"Die Botschaft ist angekommen"

Sylvia-Karina Jahn

Von Sylvia-Karina Jahn

Sa, 21. Dezember 2013

Emmendingen

Der Verein Benefiz und Kultur für andere spendete den Konzerterlös von 5000 Euro an das Projekt "Mutige Mädchen".

EMMENDINGEN (ja). Eine Spende in Höhe von 5000 Euro übergaben Susi Stöhr, Günter Krieg und Daniela Wolber vom Verein Benefiz und Kultur für andere an Peter und Lynn Kalinowski.
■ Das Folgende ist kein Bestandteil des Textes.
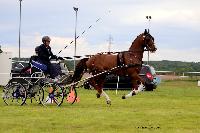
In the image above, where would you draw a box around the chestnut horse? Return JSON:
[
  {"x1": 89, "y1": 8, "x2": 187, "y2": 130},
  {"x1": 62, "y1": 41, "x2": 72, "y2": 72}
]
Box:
[{"x1": 72, "y1": 29, "x2": 156, "y2": 104}]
Das Geld stammt aus dem Benefizkonzert, das der Verein im November in der Boehle-Halle gegeben hat, und ist für das Projekt "Mutige Mädchen" bestimmt, das Mädchen stark machen soll vor allem gegen sexualisierte Gewalt.

Den guten Zweck hatten die Musiker schon im Konzert thematisiert: Das Stück "Watchman" ist missbrauchten Kindern gewidmet. "Dieser Zusammenhang hat uns begeistert", sagte Peter Kalinowski, "es hat die Leute aufgerüttelt." Auch die Musiker, die bei den Proben manchen Akkord erst mal für einen Druckfehler hielten, berichtete Susi Stöhr. Bei den Aufführungen folgte der Applaus folgte nach kurzer Schockstarre. Ihr Fazit: "Die Botschaft ist angekommen."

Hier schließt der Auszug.